Ободранная полуторка, на которой ездил сын председателя Мишка Большаков, стояла во дворе. Сам Мишка, в огромных валенках и новой фуфайке, был возле машины. Рядом с ним стоял заведующий гаражом Сергеев.

– Так как насчет новой машины, а? – спрашивал Мишка.

– Так что я? Отец…

– Отец, отец… Вы бы объяснили сами: пора, мол, Михаилу новую…

Устин не стал больше слушать. Хрустя снегом, зашагал прочь.

«Новую машину, значит, ему надо…» – думал он с ненавистью о Мишке Большакове. И этому он, Устин, хотел помешать. Чтоб не получил… «Ну-ну, погоди! Правильно за него Демид выговаривал. Погоди…»

Возле мастерской Морозов опять постоял, слушая издали грохот железа, визг токарных станков, голоса людей. О чем перекликались люди – ругались они или балагурили, – он понять так и не мог. Стоял и тупо думал: «Ну да, чтоб не грохотало тут железо, не ревели моторы, замолкли голоса…»

… А потом шел мимо амбаров, где пели женщины и девушки, сортируя семена: «Ну да, чтоб не пели, не драли горло. Распелись…» Попалась ему навстречу женщина с грудным ребенком: «Чтоб не рожали…» У конторы почти столкнулся с бухгалтером Зиновием Марковичем: «Все считает, все считает… Обломать пальцы, чтоб не считал…» Наконец увидел председателя, уезжающего из деревни в своей кошеве. «А этого вообще, вообще…»

Морозов долго смотрел вслед Захару Большакову, пока тот не скрылся из виду. Подняв голову, зачем-то огляделся вокруг.

Земля по-прежнему лежала под ослепительно белым снегом. Пылало над ней солнце, обливая ее светом, зажигая каждую снежинку, расцвечивая окна, заглядывая в каждый дом.

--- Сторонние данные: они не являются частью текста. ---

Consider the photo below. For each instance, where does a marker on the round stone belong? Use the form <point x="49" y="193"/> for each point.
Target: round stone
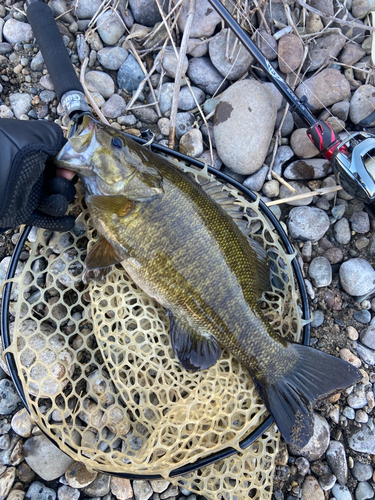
<point x="311" y="490"/>
<point x="130" y="74"/>
<point x="362" y="104"/>
<point x="317" y="318"/>
<point x="360" y="222"/>
<point x="290" y="53"/>
<point x="324" y="89"/>
<point x="145" y="12"/>
<point x="341" y="492"/>
<point x="342" y="231"/>
<point x="16" y="32"/>
<point x="78" y="476"/>
<point x="7" y="479"/>
<point x="21" y="423"/>
<point x="114" y="107"/>
<point x="306" y="169"/>
<point x="319" y="441"/>
<point x="21" y="104"/>
<point x="112" y="57"/>
<point x="357" y="277"/>
<point x="121" y="488"/>
<point x="44" y="458"/>
<point x="228" y="55"/>
<point x="308" y="223"/>
<point x="97" y="81"/>
<point x="362" y="472"/>
<point x="170" y="62"/>
<point x="38" y="491"/>
<point x="364" y="491"/>
<point x="142" y="490"/>
<point x="204" y="75"/>
<point x="300" y="189"/>
<point x="67" y="493"/>
<point x="9" y="398"/>
<point x="336" y="458"/>
<point x="250" y="103"/>
<point x="320" y="272"/>
<point x="191" y="143"/>
<point x="186" y="101"/>
<point x="301" y="144"/>
<point x="110" y="27"/>
<point x="204" y="22"/>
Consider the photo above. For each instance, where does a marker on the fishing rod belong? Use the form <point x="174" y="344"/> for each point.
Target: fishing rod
<point x="352" y="158"/>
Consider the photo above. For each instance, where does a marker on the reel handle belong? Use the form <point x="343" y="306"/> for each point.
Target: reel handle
<point x="324" y="138"/>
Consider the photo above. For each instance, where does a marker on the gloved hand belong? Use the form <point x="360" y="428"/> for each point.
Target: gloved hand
<point x="30" y="193"/>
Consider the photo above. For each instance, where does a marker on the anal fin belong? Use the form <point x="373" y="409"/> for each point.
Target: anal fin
<point x="194" y="350"/>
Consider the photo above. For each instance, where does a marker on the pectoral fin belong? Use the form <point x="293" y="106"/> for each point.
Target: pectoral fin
<point x="101" y="255"/>
<point x="119" y="205"/>
<point x="194" y="350"/>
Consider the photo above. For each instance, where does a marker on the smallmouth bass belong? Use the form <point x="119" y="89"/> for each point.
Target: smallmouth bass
<point x="184" y="249"/>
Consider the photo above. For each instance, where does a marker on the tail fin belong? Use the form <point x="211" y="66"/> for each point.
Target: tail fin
<point x="290" y="399"/>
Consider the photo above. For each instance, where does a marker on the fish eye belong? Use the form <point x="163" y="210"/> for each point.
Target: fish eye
<point x="117" y="143"/>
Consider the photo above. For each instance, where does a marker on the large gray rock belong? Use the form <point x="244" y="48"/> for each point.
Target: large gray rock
<point x="324" y="89"/>
<point x="244" y="121"/>
<point x="204" y="75"/>
<point x="357" y="276"/>
<point x="9" y="398"/>
<point x="130" y="74"/>
<point x="145" y="12"/>
<point x="44" y="458"/>
<point x="362" y="103"/>
<point x="230" y="63"/>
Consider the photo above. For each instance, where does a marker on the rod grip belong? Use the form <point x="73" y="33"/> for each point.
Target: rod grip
<point x="51" y="45"/>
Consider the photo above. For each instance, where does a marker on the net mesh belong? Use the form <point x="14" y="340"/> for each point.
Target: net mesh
<point x="100" y="376"/>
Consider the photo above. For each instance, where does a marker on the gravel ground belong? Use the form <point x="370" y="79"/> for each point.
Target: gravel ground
<point x="333" y="233"/>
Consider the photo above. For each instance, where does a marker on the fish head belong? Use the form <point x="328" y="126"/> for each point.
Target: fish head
<point x="109" y="163"/>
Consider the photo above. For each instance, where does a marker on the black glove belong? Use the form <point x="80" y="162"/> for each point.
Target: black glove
<point x="29" y="191"/>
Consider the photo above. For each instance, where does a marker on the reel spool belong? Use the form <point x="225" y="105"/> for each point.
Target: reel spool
<point x="96" y="370"/>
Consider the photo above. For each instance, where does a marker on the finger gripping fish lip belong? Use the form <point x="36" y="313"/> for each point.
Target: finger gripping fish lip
<point x="195" y="221"/>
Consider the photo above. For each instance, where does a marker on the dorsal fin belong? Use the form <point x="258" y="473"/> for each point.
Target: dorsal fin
<point x="215" y="190"/>
<point x="223" y="198"/>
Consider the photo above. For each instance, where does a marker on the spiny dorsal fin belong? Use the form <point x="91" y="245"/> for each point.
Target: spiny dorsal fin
<point x="118" y="204"/>
<point x="194" y="350"/>
<point x="261" y="260"/>
<point x="101" y="255"/>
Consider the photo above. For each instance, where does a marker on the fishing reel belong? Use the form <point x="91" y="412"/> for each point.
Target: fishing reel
<point x="352" y="158"/>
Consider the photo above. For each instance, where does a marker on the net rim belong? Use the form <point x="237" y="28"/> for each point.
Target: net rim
<point x="214" y="457"/>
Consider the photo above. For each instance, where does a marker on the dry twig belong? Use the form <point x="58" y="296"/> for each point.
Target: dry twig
<point x="88" y="94"/>
<point x="301" y="196"/>
<point x="179" y="72"/>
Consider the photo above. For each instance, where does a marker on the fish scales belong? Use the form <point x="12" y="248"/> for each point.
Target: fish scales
<point x="170" y="238"/>
<point x="183" y="249"/>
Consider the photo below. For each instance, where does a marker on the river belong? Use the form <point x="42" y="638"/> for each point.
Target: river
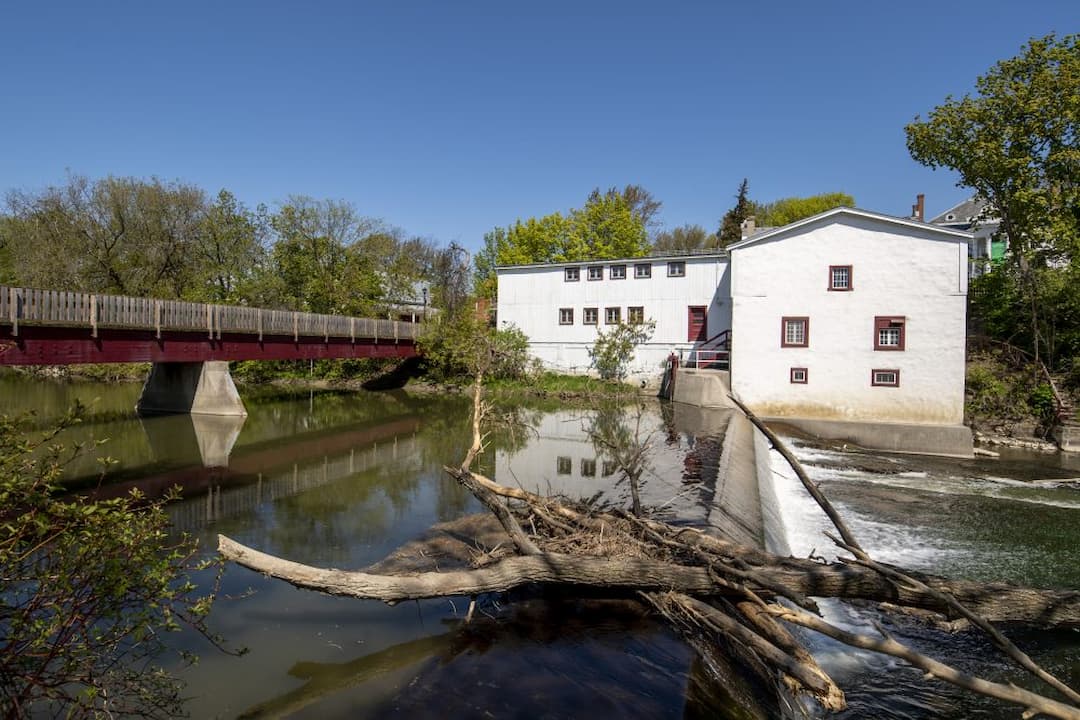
<point x="340" y="479"/>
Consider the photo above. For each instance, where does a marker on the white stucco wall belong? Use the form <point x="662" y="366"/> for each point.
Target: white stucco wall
<point x="899" y="269"/>
<point x="530" y="297"/>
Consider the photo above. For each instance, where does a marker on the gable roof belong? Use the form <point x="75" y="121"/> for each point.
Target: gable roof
<point x="964" y="213"/>
<point x="851" y="212"/>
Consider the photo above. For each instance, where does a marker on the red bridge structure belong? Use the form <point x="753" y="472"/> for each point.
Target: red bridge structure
<point x="189" y="343"/>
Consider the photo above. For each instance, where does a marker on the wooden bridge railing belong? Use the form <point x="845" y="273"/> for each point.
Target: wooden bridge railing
<point x="19" y="306"/>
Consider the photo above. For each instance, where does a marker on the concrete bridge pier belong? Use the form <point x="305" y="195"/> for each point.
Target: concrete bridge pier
<point x="191" y="388"/>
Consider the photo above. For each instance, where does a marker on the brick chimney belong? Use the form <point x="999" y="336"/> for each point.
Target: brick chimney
<point x="918" y="209"/>
<point x="750" y="225"/>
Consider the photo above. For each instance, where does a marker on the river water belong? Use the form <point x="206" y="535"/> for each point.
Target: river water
<point x="340" y="479"/>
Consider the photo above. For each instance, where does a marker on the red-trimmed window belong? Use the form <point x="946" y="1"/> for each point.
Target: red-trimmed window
<point x="840" y="277"/>
<point x="794" y="331"/>
<point x="889" y="333"/>
<point x="885" y="378"/>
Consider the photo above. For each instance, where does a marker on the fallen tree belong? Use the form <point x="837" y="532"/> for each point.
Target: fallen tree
<point x="709" y="587"/>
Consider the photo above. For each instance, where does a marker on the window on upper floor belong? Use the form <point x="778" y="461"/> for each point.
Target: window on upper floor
<point x="889" y="333"/>
<point x="794" y="331"/>
<point x="885" y="378"/>
<point x="839" y="277"/>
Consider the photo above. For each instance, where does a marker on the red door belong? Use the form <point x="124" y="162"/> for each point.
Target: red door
<point x="697" y="324"/>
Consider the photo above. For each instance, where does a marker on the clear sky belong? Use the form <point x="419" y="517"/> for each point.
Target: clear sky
<point x="448" y="118"/>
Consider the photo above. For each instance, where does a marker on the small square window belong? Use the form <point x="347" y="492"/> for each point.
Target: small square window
<point x="885" y="378"/>
<point x="839" y="277"/>
<point x="889" y="333"/>
<point x="794" y="331"/>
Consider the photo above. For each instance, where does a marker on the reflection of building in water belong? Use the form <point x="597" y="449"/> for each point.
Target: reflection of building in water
<point x="223" y="501"/>
<point x="561" y="459"/>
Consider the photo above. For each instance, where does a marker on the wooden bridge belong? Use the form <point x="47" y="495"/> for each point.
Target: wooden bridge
<point x="188" y="342"/>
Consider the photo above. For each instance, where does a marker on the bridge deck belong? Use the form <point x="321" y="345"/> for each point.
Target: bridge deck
<point x="58" y="327"/>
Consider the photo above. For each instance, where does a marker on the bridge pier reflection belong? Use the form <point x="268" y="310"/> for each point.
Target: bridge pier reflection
<point x="181" y="436"/>
<point x="196" y="388"/>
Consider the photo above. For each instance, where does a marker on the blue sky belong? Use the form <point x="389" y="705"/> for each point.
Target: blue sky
<point x="447" y="119"/>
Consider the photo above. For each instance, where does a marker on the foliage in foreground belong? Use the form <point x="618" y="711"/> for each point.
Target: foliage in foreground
<point x="89" y="589"/>
<point x="613" y="350"/>
<point x="459" y="347"/>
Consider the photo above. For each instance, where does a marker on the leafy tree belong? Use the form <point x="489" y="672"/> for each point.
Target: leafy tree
<point x="229" y="249"/>
<point x="607" y="227"/>
<point x="613" y="349"/>
<point x="90" y="587"/>
<point x="684" y="239"/>
<point x="732" y="221"/>
<point x="463" y="347"/>
<point x="318" y="260"/>
<point x="788" y="209"/>
<point x="120" y="235"/>
<point x="1015" y="144"/>
<point x="642" y="204"/>
<point x="611" y="225"/>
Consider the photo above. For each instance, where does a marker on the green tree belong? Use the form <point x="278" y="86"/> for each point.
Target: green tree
<point x="606" y="228"/>
<point x="788" y="209"/>
<point x="685" y="239"/>
<point x="320" y="259"/>
<point x="731" y="223"/>
<point x="118" y="234"/>
<point x="1015" y="144"/>
<point x="463" y="347"/>
<point x="229" y="250"/>
<point x="610" y="225"/>
<point x="90" y="588"/>
<point x="613" y="349"/>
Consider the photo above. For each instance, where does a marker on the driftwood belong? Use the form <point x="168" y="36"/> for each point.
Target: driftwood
<point x="706" y="586"/>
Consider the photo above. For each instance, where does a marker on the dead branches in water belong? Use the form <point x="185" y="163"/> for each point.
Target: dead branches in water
<point x="711" y="588"/>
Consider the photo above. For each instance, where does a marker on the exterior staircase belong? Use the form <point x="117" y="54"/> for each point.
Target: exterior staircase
<point x="712" y="354"/>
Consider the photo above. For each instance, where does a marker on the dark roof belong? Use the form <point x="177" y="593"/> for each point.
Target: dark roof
<point x="964" y="213"/>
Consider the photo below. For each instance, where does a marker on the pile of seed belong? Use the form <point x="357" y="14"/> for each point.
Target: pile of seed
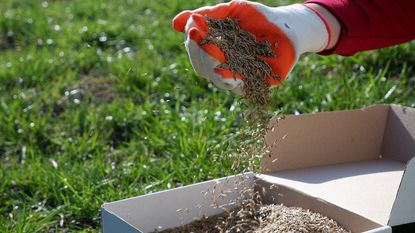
<point x="243" y="56"/>
<point x="268" y="218"/>
<point x="242" y="52"/>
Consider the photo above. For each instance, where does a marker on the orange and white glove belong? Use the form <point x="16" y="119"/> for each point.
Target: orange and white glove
<point x="291" y="30"/>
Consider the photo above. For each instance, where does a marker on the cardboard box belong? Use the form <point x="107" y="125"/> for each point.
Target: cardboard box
<point x="357" y="167"/>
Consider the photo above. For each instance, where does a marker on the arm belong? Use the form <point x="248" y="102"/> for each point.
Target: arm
<point x="368" y="24"/>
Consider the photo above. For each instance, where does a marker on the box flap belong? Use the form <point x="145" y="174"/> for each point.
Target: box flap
<point x="399" y="139"/>
<point x="325" y="138"/>
<point x="292" y="197"/>
<point x="366" y="188"/>
<point x="403" y="210"/>
<point x="174" y="207"/>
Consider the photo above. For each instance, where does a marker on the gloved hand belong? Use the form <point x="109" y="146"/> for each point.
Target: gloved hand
<point x="291" y="30"/>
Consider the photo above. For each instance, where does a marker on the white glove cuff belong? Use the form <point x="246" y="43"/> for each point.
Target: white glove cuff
<point x="304" y="27"/>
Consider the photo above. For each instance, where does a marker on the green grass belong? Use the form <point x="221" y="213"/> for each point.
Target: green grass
<point x="98" y="102"/>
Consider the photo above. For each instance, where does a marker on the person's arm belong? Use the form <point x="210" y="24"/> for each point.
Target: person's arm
<point x="368" y="24"/>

С необозримого заречья, где застыли огромные белые волны, все так же тянуло запахом холодного снега, из тайги – мерзлой хвоей. Над деревней они мешались, образуя, вероятно, тот самый эликсир, который очищает кровь, омолаживает человека. Так почему бы и ему, Устану, не очистить свою кровь, не помолодеть?

В какую-то секунду ему даже хотелось побежать вслед за Большаковым, догнать его, рассказать все-все, попросить места на этой земле, под этим солнцем.

Но это была только секунда. В следующий миг он уже понял, что никогда не осмелится, никогда у него не хватит сил рассказать людям, чему он пытался помешать.

Нельзя одолеть неодолимое, как нельзя снять с неба солнце и погрузить землю во мрак. Но если люди узнают, что он пытался это сделать, они не простят. Есть дела, которые люди не прощают, за которые надо расплачиваться сполна…

… Приплетшись домой, Устин разделся, сел к окну и принялся смотреть на улицу.